In a statement to local media Bryan Eastman, a material handler at Borgers said, “I love what I do, but the pay scale is all over the place, and the insurance has gotten worse.”

Autoworkers at the nearby Ventra auto parts plant, a Flex-N-Gate subsidiary, at Sandusky, Ohio, expressed their support for the strike. The 2,200 UAW Local 1216-affiliated Ventra workers recently had a local contract rammed through by the United Auto Workers, in spite of an overwhelming vote to authorize a strike. The poverty wages paid at both Ventra and Borgers point to the need for a unified struggle at these plants, and across the industry.

A Borger worker who spoke to the World Socialist Web Site explained that the starting pay for new hires is a meager 13 dollars per hour. “We are only asking to bring up the starting pay to 15 dollars [per hour] and to give equal raises across the board. They promise a five percent raise, but will only give those they like the five percent, and if you are not liked, you get less.”

“They brought in a lot of temporary people to cover those on strike.
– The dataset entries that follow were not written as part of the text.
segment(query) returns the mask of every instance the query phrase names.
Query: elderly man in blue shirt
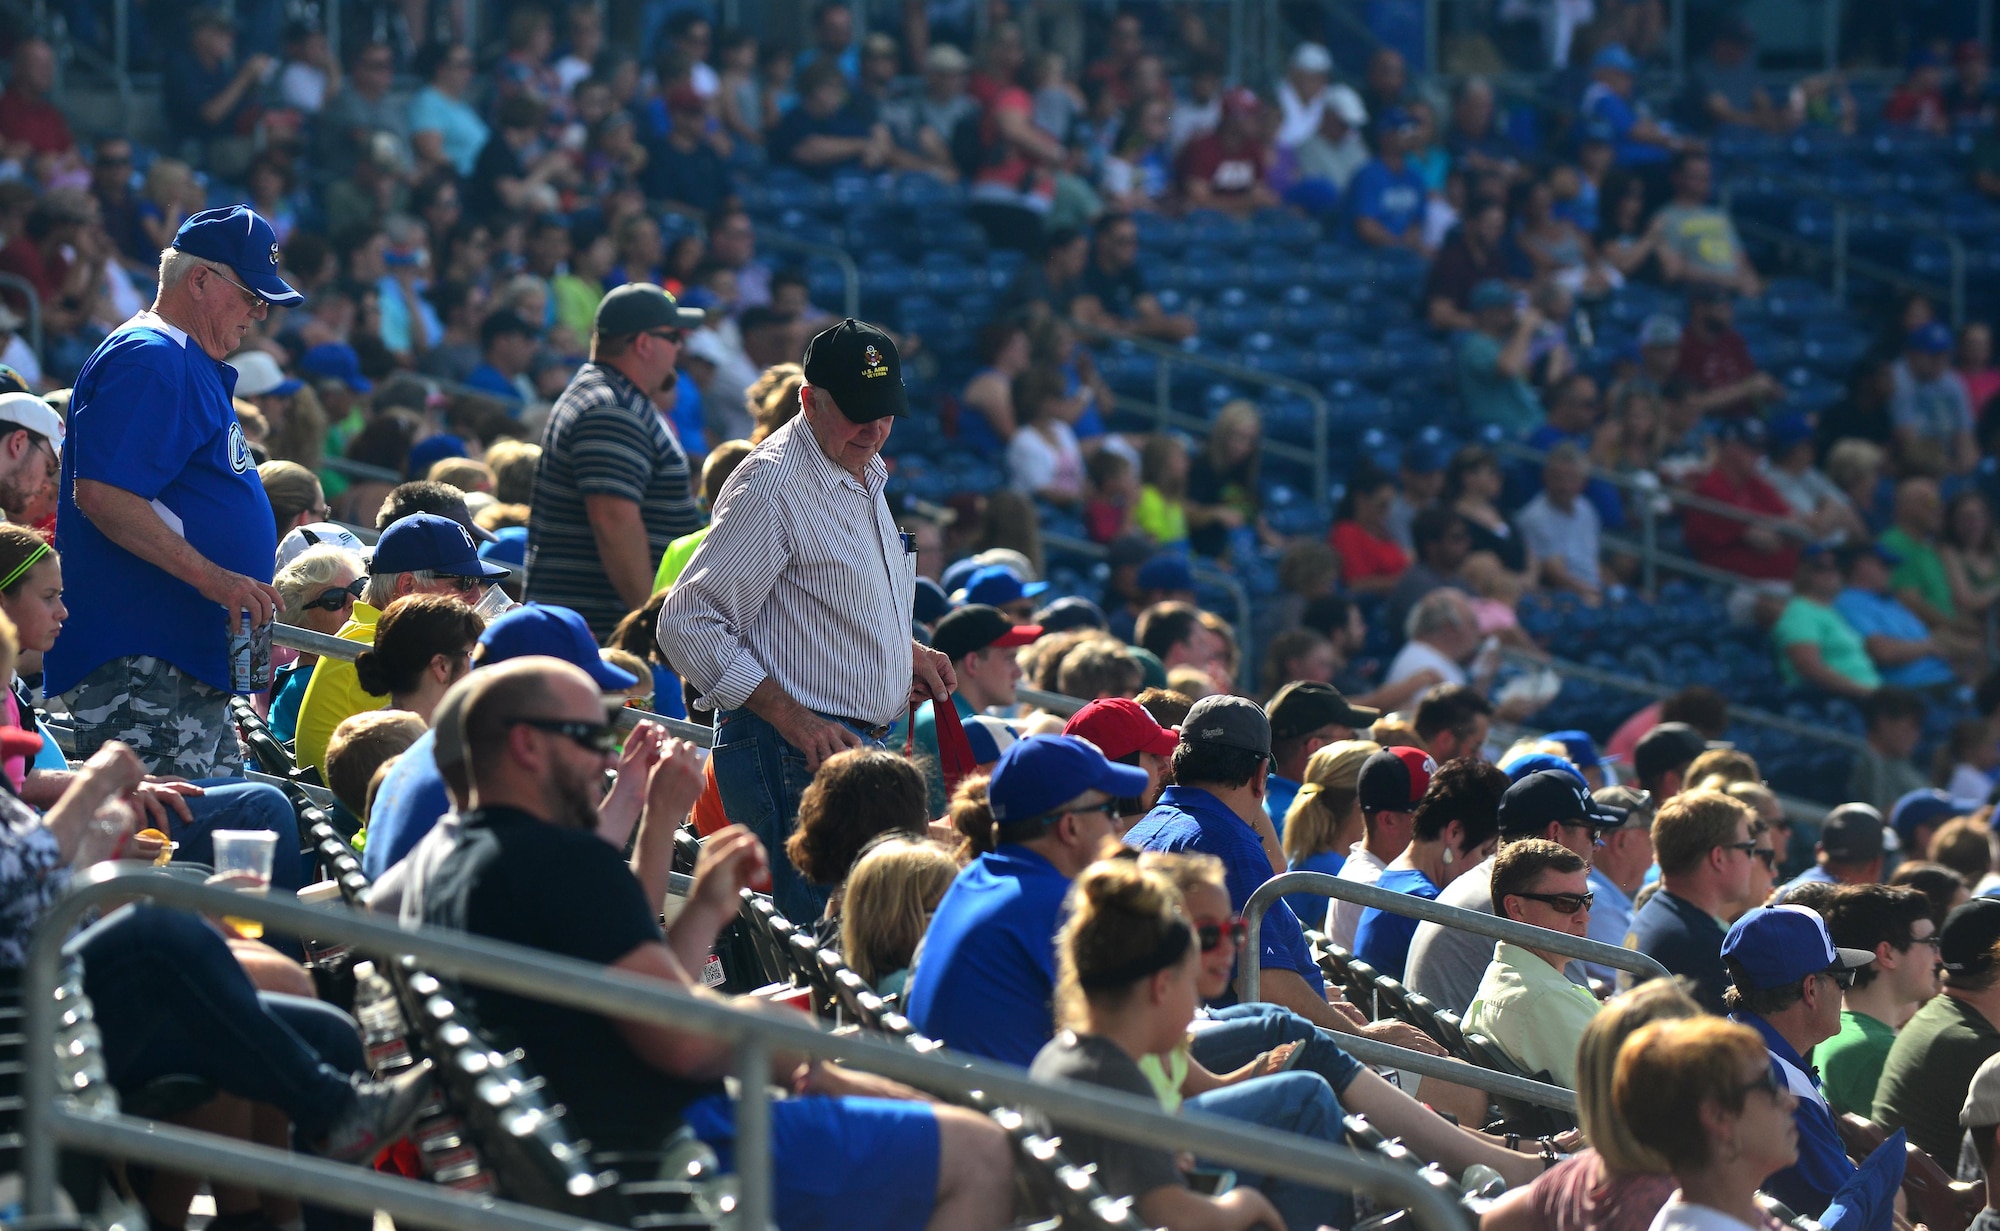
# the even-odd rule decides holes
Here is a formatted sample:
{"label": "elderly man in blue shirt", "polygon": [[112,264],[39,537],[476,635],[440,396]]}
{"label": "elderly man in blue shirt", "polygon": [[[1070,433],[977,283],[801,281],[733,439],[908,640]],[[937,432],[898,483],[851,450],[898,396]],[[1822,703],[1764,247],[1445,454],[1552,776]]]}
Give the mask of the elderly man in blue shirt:
{"label": "elderly man in blue shirt", "polygon": [[1899,688],[1949,687],[1957,675],[1946,655],[1977,656],[1979,647],[1950,629],[1933,633],[1890,589],[1890,570],[1902,557],[1879,543],[1854,543],[1840,549],[1847,586],[1833,600],[1833,609],[1861,634],[1868,658],[1884,683]]}
{"label": "elderly man in blue shirt", "polygon": [[70,616],[44,687],[76,718],[77,756],[123,740],[155,773],[206,778],[242,764],[230,637],[277,605],[277,530],[223,359],[304,296],[242,205],[182,223],[159,281],[71,395],[56,513]]}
They brought in enough to cover all three shifts.

“There were a few people that had [COVID-19]. I am one of them. All they did was just have people walk around with disinfectant sprays and wipe things down. On all shifts.”

“They have an [Apple] iPad that takes your temp by the time clock. They have implemented a mask order inside the plant but they don’t enforce it. If the supervisor likes you, they don’t say anything to you. If they don’t like you, they make sure to tell you, and threaten you with a write-up if you do not wear your mask. As far as social distancing, they only have plastic screens, but they don’t separate the workers.”
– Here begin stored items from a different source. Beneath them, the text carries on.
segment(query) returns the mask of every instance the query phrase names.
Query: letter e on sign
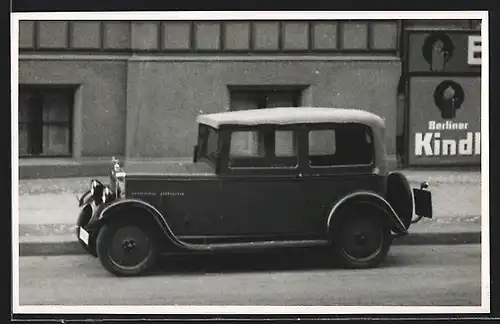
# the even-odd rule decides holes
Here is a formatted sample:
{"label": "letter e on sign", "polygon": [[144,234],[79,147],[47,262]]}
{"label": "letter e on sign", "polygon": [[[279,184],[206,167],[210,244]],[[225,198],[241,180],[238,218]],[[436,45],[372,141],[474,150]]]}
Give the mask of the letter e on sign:
{"label": "letter e on sign", "polygon": [[469,48],[467,51],[467,63],[469,65],[481,65],[481,36],[469,36]]}

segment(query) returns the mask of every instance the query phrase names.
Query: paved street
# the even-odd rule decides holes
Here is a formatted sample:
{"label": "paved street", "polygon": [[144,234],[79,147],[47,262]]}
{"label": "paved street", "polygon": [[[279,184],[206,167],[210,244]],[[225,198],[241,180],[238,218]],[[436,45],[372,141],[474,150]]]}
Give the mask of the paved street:
{"label": "paved street", "polygon": [[150,276],[117,278],[90,256],[23,257],[20,305],[481,303],[480,245],[394,246],[383,267],[362,271],[328,268],[325,259],[310,251],[177,257],[164,260]]}

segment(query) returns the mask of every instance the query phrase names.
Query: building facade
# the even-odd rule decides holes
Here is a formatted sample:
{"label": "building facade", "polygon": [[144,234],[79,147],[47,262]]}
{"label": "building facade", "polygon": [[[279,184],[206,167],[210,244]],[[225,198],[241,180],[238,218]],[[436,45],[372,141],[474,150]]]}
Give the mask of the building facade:
{"label": "building facade", "polygon": [[200,113],[300,105],[374,112],[403,154],[405,32],[476,23],[21,21],[21,167],[187,157]]}

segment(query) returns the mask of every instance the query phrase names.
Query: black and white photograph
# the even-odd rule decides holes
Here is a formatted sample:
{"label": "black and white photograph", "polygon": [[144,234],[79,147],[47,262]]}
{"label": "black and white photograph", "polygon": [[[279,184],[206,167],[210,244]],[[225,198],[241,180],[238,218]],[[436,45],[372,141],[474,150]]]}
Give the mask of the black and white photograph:
{"label": "black and white photograph", "polygon": [[13,13],[13,312],[488,313],[488,39],[486,11]]}

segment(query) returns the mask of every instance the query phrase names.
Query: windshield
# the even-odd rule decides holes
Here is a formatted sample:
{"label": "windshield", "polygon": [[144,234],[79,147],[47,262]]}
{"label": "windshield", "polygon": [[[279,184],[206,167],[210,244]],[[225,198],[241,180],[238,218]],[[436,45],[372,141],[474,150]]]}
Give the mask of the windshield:
{"label": "windshield", "polygon": [[207,159],[215,163],[217,154],[217,131],[207,125],[200,125],[198,138],[198,157],[199,159]]}

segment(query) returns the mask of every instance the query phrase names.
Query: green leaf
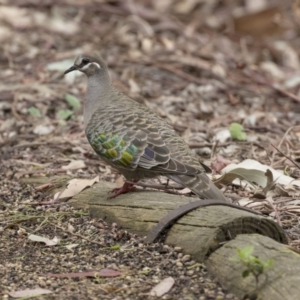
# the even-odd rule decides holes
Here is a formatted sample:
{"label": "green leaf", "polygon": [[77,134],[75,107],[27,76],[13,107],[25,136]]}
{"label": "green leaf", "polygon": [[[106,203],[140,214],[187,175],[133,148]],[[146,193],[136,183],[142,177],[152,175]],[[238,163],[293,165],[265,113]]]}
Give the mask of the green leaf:
{"label": "green leaf", "polygon": [[81,107],[79,99],[71,94],[65,94],[65,100],[75,110]]}
{"label": "green leaf", "polygon": [[69,109],[60,109],[57,112],[57,118],[61,120],[67,120],[73,115],[73,112]]}
{"label": "green leaf", "polygon": [[246,278],[250,275],[250,271],[249,270],[245,270],[243,273],[242,273],[242,276],[243,278]]}
{"label": "green leaf", "polygon": [[121,248],[121,246],[119,244],[116,245],[112,245],[109,247],[111,250],[119,250]]}
{"label": "green leaf", "polygon": [[238,140],[238,141],[247,140],[247,135],[243,130],[244,130],[243,126],[238,123],[231,123],[229,126],[230,135],[234,140]]}
{"label": "green leaf", "polygon": [[254,247],[252,245],[249,245],[249,246],[242,248],[241,250],[246,255],[246,257],[249,257],[252,254]]}
{"label": "green leaf", "polygon": [[238,255],[241,260],[249,260],[251,257],[251,254],[253,252],[254,247],[253,246],[246,246],[242,249],[237,249]]}
{"label": "green leaf", "polygon": [[37,118],[40,118],[42,115],[41,115],[41,112],[38,108],[34,107],[34,106],[31,106],[27,109],[27,111],[33,116],[33,117],[37,117]]}
{"label": "green leaf", "polygon": [[273,265],[274,265],[274,260],[273,259],[268,259],[264,263],[265,269],[269,269],[269,268],[273,267]]}
{"label": "green leaf", "polygon": [[[242,249],[236,249],[238,254],[238,259],[240,263],[246,267],[246,270],[242,272],[242,277],[248,277],[252,274],[255,277],[256,282],[258,282],[258,277],[265,273],[268,268],[273,265],[273,259],[266,261],[261,260],[259,257],[252,255],[254,250],[253,246],[246,246]],[[235,259],[230,259],[231,261],[236,261]]]}
{"label": "green leaf", "polygon": [[104,247],[102,249],[107,249],[107,250],[119,250],[121,248],[120,244],[116,244],[116,245],[111,245],[110,247]]}

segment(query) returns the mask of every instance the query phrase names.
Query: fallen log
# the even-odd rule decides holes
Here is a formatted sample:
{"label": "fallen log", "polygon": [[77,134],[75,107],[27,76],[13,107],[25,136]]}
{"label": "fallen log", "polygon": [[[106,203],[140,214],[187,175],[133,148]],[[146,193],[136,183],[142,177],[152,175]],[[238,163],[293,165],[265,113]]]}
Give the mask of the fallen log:
{"label": "fallen log", "polygon": [[[146,236],[167,213],[195,201],[149,190],[108,200],[108,193],[114,187],[99,182],[69,203],[88,208],[93,217],[116,222],[128,231]],[[205,262],[221,284],[238,296],[272,300],[299,298],[300,285],[296,282],[300,282],[300,255],[283,245],[287,243],[283,229],[262,215],[226,206],[202,207],[178,219],[166,233],[164,243],[179,246],[194,260]],[[243,278],[245,266],[231,259],[237,256],[236,249],[249,245],[254,246],[254,255],[260,259],[275,261],[263,274],[267,281],[262,275],[257,285],[253,276]]]}
{"label": "fallen log", "polygon": [[[116,187],[100,182],[73,197],[75,207],[89,208],[91,215],[116,222],[124,229],[141,236],[175,208],[193,201],[184,196],[141,190],[107,199]],[[280,243],[287,239],[283,230],[270,219],[247,211],[225,206],[208,206],[185,215],[168,231],[165,243],[181,246],[186,253],[203,261],[210,253],[238,234],[258,233]]]}

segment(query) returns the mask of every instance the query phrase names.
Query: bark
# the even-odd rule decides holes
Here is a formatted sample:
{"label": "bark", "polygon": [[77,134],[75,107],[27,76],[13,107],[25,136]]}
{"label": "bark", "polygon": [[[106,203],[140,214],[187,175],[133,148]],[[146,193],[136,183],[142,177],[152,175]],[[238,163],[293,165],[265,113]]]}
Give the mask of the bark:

“The struggles are linked together. As the price of everything goes up, it gets harder and harder for people to be able to afford even the basic necessities.”

The just-in-time (JIT) production methods which major automakers use for their supply chains means that the strike almost immediately began to impede production at Borgers’ customers, which includes General Motors plants in Lansing and Lake Orion in Michigan, Spring Hill in Tennessee, and Fairfax and Wentzville in Missouri.
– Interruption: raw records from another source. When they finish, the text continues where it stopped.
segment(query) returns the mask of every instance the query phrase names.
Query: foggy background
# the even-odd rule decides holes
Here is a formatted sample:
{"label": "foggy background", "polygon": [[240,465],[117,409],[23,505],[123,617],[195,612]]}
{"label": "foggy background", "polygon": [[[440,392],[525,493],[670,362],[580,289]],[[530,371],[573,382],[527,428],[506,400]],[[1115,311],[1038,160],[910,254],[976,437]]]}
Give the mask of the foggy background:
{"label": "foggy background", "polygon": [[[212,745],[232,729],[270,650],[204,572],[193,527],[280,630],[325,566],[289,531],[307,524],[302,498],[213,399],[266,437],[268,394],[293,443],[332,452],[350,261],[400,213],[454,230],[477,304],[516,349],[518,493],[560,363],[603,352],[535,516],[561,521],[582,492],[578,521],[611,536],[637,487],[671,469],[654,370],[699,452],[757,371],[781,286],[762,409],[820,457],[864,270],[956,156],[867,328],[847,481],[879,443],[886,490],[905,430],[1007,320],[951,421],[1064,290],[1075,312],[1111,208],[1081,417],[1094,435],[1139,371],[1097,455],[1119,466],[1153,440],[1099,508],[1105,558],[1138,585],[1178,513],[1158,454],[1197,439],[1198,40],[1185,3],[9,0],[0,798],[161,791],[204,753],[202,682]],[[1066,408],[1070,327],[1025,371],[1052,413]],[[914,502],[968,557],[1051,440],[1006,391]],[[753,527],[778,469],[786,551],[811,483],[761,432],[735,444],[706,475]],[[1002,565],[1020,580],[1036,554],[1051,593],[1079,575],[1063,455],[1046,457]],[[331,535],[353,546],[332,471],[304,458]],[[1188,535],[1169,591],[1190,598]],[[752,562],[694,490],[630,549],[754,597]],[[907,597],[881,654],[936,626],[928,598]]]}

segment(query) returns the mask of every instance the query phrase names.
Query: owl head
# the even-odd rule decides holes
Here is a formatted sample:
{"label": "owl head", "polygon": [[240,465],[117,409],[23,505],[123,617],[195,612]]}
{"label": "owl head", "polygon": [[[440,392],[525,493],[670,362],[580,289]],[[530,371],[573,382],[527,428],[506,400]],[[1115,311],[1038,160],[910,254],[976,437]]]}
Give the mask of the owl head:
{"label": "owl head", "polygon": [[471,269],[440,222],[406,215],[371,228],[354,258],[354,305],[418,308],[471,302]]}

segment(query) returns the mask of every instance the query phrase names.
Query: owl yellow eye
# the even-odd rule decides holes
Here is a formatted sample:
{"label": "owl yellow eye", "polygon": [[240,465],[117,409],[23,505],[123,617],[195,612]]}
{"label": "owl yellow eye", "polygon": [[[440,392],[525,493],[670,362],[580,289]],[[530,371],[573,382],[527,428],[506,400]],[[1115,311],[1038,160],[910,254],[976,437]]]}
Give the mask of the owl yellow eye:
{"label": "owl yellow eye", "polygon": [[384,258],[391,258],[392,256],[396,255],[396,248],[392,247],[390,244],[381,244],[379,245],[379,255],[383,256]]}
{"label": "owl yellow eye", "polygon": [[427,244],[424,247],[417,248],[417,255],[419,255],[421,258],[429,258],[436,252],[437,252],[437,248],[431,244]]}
Assembly plants throughout the United States were already being hit with supply issues before the strike, particularly a semiconductor shortage caused in part by new sanctions last year against China by the Trump administration. Ford shut down its Louisville Assembly Plant beginning on Monday for two weeks due to the chip shortage. GM’s Fairfax Assembly Plant is also canceling planned overtime for the month of February due to supply issues.

The World Socialist Web Site Autoworker Newsletter and the Socialist Equality Party supports the struggle by Borgers workers. We call for the broadest support for the strikers among our readers and supporters.

However, while we defend the democratic right of Borgers workers to join a union without fear of harassment or retribution from management, the unions themselves offer no way forward because they have long functioned as agencies of corporate management. At both the major assembly plants and at unionized parts suppliers such as Faurecia and Ventra, the unions have worked hand-in-glove with the companies throughout the coronavirus pandemic to enforce unsafe working conditions and to cover up the spread of infections.

As for the SEIU, while it has been compelled to call several strikes throughout the pandemic, it has worked to isolate them and shut them down as quickly as possible. This was the case, for example, with the five-day strike by Alameda County nurses in California and the strike at the Four Seasons nursing home in suburban Detroit, both of which took place last October.

The way forward for the striking Borger auto parts workers is to form a rank-and-file strike committee, independent of the CMRBJ. This will provide the means for striking workers to develop their own initiative independent of the union bureaucracy, and to link up their struggle with auto parts workers and other sections of the working class throughout northern Ohio and the country as a whole.